Condi: That's what I'm telling you.

George: That's what I'm asking you. Who is the new leader of China?

Condi: Yes.

George: I mean the fellow's name.

Condi: Hu.

George: The guy in China.

Condi: Hu.

George: The new leader of China.

Condi: Hu.

George: The Chinaman!

Condi: Hu is leading China.

George: Now whaddya' asking me for?

Condi: I'm telling you Hu is leading China.

George: Well, I'm asking you. Who is leading China?

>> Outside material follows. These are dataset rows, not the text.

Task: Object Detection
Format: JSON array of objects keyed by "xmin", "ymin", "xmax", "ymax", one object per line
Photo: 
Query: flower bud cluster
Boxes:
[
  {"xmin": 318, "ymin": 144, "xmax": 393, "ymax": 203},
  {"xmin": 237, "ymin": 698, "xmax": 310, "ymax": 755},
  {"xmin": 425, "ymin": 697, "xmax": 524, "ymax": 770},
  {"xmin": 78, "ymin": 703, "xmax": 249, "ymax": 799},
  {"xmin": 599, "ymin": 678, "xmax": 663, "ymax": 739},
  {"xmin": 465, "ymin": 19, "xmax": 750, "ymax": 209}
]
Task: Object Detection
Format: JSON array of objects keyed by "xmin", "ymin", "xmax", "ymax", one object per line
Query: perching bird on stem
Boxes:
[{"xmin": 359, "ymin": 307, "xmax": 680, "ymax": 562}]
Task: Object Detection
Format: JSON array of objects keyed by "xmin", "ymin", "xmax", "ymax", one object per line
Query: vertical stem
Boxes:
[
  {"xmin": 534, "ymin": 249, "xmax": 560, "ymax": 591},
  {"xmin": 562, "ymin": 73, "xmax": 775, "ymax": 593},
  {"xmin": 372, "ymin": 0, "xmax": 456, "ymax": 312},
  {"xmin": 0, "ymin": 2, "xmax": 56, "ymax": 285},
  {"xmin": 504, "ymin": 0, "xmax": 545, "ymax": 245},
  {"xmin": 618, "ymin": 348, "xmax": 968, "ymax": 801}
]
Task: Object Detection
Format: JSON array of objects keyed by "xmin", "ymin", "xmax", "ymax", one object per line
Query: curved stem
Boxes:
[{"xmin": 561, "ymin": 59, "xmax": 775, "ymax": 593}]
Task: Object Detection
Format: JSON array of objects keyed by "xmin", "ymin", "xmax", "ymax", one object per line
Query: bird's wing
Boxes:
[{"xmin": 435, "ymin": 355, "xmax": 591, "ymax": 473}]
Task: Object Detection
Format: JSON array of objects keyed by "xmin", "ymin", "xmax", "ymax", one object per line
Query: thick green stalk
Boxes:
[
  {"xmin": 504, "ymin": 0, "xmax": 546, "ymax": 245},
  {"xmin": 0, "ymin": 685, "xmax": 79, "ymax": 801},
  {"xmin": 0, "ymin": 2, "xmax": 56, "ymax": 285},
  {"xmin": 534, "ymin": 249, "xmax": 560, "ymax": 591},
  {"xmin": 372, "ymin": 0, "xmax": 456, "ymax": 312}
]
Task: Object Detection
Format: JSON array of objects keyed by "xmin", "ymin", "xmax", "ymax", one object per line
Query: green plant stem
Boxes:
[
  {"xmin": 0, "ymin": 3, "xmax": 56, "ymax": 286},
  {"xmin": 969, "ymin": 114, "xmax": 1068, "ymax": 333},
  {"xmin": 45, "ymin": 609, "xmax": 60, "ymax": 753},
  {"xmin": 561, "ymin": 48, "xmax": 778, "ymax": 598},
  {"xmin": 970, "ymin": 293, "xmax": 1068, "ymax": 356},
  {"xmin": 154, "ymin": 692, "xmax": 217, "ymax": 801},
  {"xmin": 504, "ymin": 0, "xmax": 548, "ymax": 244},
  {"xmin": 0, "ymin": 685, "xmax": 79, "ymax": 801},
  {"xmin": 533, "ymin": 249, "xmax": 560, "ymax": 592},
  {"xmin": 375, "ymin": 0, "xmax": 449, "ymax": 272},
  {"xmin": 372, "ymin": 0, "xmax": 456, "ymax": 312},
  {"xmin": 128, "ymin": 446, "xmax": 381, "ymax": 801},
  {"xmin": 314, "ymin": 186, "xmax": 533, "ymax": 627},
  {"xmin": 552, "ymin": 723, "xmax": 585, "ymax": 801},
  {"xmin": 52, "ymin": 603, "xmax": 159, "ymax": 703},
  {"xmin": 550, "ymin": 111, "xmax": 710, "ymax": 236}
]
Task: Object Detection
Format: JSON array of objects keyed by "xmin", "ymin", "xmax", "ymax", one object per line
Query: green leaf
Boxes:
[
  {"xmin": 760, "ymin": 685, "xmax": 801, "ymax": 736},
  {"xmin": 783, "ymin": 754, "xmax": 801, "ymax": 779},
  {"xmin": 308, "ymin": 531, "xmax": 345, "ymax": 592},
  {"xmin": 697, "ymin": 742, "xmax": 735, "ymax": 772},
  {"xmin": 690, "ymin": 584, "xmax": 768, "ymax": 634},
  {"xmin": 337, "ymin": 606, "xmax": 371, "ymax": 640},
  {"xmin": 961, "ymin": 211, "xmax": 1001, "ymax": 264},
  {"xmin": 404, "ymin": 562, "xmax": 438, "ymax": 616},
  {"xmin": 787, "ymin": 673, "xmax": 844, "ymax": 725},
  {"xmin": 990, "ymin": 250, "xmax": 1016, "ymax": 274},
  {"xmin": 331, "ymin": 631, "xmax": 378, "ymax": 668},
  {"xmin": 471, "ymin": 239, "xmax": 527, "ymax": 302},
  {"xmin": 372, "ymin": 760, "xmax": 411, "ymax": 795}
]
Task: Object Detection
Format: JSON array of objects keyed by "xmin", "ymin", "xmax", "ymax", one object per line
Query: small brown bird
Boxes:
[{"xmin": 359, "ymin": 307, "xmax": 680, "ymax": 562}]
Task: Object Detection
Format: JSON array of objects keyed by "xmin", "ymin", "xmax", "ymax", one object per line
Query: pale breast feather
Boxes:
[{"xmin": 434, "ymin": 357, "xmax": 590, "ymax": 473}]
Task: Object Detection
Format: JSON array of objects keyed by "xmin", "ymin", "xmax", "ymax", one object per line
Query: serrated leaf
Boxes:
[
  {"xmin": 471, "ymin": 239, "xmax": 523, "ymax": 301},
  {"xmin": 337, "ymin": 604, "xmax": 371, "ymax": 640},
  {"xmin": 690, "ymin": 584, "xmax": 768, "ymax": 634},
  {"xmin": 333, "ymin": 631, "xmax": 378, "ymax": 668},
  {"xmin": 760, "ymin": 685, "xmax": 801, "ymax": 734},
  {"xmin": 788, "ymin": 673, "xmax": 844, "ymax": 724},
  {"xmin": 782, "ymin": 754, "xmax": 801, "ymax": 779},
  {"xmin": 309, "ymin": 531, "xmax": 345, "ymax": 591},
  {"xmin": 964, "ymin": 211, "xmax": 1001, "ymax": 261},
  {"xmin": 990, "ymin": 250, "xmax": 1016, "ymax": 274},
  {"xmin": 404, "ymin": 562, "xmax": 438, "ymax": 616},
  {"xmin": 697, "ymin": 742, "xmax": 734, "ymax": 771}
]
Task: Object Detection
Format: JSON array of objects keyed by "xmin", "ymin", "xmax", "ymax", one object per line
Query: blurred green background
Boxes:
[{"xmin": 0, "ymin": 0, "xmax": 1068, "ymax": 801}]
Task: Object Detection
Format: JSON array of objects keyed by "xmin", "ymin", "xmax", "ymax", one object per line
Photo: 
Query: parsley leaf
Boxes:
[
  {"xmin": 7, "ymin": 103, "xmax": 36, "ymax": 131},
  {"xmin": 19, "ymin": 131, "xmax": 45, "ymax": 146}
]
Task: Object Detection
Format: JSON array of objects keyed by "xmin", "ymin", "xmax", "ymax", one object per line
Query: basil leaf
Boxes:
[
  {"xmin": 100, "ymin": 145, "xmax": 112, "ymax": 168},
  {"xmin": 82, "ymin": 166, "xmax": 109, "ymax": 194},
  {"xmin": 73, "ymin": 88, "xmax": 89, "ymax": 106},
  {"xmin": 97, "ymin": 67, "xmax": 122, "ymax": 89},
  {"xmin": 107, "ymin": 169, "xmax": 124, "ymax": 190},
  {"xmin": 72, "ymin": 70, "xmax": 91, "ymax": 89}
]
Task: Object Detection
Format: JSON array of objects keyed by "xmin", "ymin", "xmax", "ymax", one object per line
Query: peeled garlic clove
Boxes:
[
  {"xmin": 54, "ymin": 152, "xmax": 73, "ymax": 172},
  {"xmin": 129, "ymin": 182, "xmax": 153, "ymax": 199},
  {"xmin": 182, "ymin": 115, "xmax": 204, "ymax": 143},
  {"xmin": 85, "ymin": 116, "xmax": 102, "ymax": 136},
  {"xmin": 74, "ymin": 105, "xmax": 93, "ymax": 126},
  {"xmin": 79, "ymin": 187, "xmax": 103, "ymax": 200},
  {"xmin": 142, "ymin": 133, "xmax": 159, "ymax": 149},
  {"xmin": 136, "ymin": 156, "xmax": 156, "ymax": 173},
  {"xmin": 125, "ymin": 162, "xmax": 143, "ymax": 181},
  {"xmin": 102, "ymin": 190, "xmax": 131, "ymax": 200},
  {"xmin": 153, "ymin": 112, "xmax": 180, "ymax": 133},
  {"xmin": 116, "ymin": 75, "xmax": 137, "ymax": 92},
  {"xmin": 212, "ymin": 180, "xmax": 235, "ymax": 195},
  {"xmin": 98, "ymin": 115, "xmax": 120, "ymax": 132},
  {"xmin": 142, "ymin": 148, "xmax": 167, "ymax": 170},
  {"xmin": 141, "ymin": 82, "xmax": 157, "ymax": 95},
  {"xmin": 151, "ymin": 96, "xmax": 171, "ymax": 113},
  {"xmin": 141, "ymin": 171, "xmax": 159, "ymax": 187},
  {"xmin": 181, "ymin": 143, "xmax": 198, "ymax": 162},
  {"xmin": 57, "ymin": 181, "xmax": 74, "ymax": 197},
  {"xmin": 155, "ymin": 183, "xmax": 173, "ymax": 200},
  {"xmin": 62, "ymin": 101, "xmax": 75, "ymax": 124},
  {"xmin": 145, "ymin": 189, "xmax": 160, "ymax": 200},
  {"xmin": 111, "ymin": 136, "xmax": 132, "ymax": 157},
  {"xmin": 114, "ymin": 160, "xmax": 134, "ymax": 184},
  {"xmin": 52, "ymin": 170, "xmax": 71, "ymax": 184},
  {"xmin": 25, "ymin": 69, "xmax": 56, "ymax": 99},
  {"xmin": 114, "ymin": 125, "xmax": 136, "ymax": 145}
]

Condi: That's the man's name.

George: That's who's name?

Condi: Yes.

George: Will you or will you not tell me the name of the new leader
of China?

Condi: Yes, sir.

George: Yassir? Yassir Arafat is in China? I thought he was in the Middle East.

Condi: That's correct.

George: Then who is in China?

Condi: Yes, sir.

George: Yassir is in China?

Condi: No, sir.

George: Then who is?

Condi: Yes, sir.

George: Yassir?

Condi: No, sir.

George: Look, Condi. I need to know the name of the new leader of
China. Get me the Secretary General of the U.N. on the phone.

Condi: Kofi?

George: No, thanks.

Condi: You want Kofi?

George: No.

Condi: You don't want Kofi.

George: No. But now that you mention it, I could use a glass of milk.
And then get me the U.N.

Condi: Yes, sir.

George: Not Yassir! The guy at the U.N.

Condi: Kofi?

George: Milk! Will you please make the call?

Condi: And call who?

George: Who is the guy at the U.N?

Condi: Hu is the guy in China.

George: Will you stay out of China?!

Condi: Yes, sir.

George: And stay out of the Middle East! Just get me the guy at the
U.N.

Condi: Kofi.

George: All right! With cream and two sugars. Now get on the phone.

(Condi picks up the phone.)

Condi: Rice, here.

George: Rice? Good idea. And a couple of egg rolls, too. Maybe we
should send some to the guy in China. And the Middle East. Can you get Chinese food in the Middle East?